I am passing pre-tokenized input into a GPT2 tokenizer, in the form of a list of lists of strings. The reason for this is that I have set token boundaries that I will need to map back to later, and Japanese has no whitespace and ambiguous word boundaries.
tokenizer = GPT2Tokenizer.from_pretrained("sberbank-ai/mGPT", clean_up_tokenization_spaces=True)
tokenizer.add_bos_token = True
sents = [
["犯人", "は", "検挙", "さ", "れ", "て", "おら", "ず" "、" "2012", "年", "8", "月", "現在", "未", "解決"],
["まず", "は", "下記", "を", "ご覧", "下さい", "。"],
]
toks = tokenizer(sents, return_tensors="pt", is_split_into_words=True, padding=True)
However, what I notice is that it is systematically inserting a whitespace character in front of the tokens, which, with Japanese, are then treated as separate sub-tokens.

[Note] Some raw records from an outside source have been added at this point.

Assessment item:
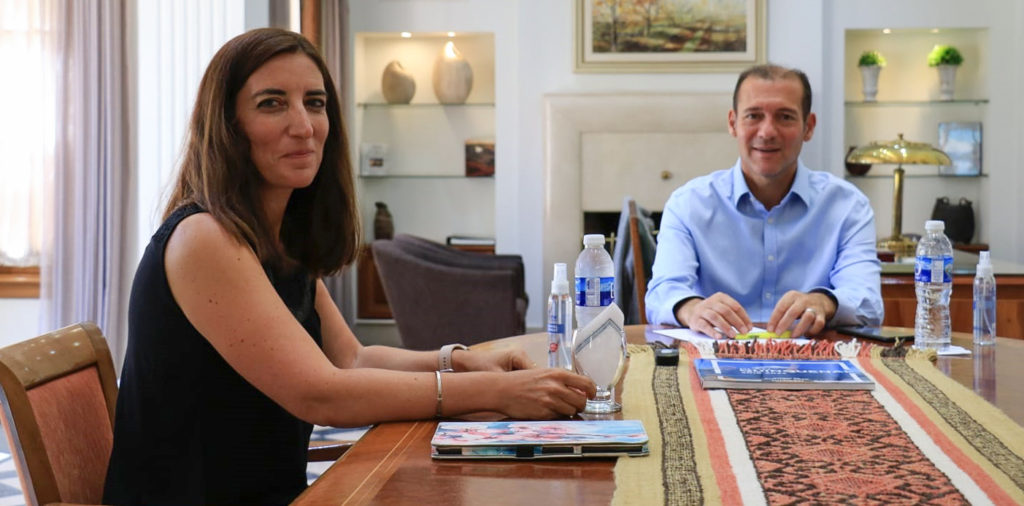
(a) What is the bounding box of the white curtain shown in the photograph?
[0,0,57,265]
[38,0,133,352]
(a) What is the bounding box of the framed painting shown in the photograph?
[573,0,766,73]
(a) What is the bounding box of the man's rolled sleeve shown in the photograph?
[812,191,885,327]
[644,191,700,325]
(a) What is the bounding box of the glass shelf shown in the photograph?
[355,102,495,109]
[843,173,988,179]
[844,98,988,108]
[359,174,495,181]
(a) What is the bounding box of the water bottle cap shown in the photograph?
[925,219,946,231]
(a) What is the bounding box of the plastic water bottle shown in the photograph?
[575,234,615,329]
[913,220,953,348]
[548,263,572,371]
[974,251,995,345]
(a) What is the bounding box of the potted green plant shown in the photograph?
[857,50,886,101]
[928,44,964,100]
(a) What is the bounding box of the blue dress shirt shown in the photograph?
[645,160,884,327]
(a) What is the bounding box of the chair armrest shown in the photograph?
[306,441,352,462]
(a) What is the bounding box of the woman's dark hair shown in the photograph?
[164,29,361,276]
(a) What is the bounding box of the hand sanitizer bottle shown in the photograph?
[974,251,995,345]
[548,263,572,371]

>>>print(*(tokenizer.decode(tok) for tok in toks["input_ids"][0]), sep="|")
<s>| |犯|人| は| |検|挙| |さ| |れ| |て| |お|ら| |ず|、|2012| |年| 8| |月| |現在| |未| |解決
This is a problem because whitespaces are usually not there at all in Japanese, and they will mess up the predictions. At the same time, Japanese is not the only language I’m working with, and others, such as English, will need whitespace separation on some, but not all, tokens.
So I’m trying to get the tokenizer to do two things:
- Suppress the whitespace insertion behaviour with pre-given tokens. The start of a token should just be the first character, unless (2)
- Represent the whitespace if and only if it is there at the beginning of the token.
I’ve been trawling the documentation but I haven’t found a way to do this, and I feel like it should be simple. Any help would be much appreciated.